While the rest of Japan will be cheering on their national side the Blue Samurai, residents in the village have a soft spot for the Cameroon team, whose players won local hearts and minds years ago.

Nakatsue-mura, on the southern island of Kyushu, adopted the African side as their own when the team picked the location as their training camp for the 2002 World Cup held in Japan and South Korea.

"Residents say we want to support the people we actually met rather than the Japanese national team, whom we have never met," said Shunsuke Hase, a local resident active in maintaining special ties with Cameroon.

Cameroon's star striker Samuel Eto'o "is like a grandson to many people here. He was a naive young man when he came here", Hase told AFP hours before the Japan-Cameroon match.

Until the 2002 World Cup, many of the village's roughly 1,300 residents had never seen a match of football.

But the village received national attention for the enthusiastic welcome it gave to the Cameroon players, who are remembered for their warm exchanges with local children and the elderly.

Residents plan a public viewing of the match with drinks and all-you-can-eat Cameroon food. Staff from the Cameroon embassy were scheduled to visit the remote region for the event.

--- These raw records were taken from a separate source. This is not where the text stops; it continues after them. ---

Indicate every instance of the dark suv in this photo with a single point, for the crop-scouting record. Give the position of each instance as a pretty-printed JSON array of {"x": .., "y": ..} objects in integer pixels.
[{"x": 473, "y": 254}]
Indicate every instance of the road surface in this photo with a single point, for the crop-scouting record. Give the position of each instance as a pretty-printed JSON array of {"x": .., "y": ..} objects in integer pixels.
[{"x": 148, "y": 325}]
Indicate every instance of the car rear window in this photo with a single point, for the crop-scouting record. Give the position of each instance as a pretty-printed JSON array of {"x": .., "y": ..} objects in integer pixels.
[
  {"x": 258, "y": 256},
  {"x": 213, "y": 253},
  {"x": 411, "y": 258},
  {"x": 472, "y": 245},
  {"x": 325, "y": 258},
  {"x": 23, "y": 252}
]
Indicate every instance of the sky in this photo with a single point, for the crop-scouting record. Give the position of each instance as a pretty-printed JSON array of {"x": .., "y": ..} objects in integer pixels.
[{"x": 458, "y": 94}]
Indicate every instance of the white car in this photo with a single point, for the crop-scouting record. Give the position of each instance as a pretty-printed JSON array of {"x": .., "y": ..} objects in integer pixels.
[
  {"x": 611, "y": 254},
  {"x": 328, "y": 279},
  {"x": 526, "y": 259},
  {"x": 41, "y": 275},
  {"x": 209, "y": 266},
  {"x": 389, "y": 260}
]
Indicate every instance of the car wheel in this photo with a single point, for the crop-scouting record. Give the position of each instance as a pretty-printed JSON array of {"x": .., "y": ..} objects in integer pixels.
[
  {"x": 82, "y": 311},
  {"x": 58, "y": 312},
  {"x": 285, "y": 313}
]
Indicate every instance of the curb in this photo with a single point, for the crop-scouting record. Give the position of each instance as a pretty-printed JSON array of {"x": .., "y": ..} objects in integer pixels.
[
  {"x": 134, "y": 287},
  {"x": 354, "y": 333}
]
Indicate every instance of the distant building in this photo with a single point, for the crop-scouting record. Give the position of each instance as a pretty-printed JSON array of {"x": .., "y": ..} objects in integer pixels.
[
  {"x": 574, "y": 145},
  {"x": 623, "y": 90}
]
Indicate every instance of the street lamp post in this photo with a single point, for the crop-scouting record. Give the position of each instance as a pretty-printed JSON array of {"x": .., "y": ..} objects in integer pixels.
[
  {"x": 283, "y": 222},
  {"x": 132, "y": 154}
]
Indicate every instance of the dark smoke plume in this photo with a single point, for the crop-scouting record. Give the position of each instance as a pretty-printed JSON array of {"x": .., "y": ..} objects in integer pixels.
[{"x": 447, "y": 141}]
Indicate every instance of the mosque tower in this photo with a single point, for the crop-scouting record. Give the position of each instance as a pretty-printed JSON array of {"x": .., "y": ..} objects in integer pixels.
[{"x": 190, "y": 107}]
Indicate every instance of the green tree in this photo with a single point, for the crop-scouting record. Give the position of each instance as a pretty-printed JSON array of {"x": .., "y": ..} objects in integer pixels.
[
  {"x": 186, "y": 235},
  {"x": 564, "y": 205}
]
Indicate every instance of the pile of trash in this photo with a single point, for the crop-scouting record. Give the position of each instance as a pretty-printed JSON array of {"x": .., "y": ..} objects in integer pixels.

The village's former mayor was set to attend the match in South Africa and sit alongside Cameroon supporters.

Many of the villagers have kept private contact with some of the Cameroon football officials and visited the African nation, Hase said.

Ahead of the Japan-Cameroon match, Hase has worked with area residents to collect donations - including more than 300 pairs of shoes and 31 footballs - to give to children in Cameroon.

"I was expecting to collect about 30 pairs of shoes. But the response was overwhelming," he said. "We are considering doing this again in future."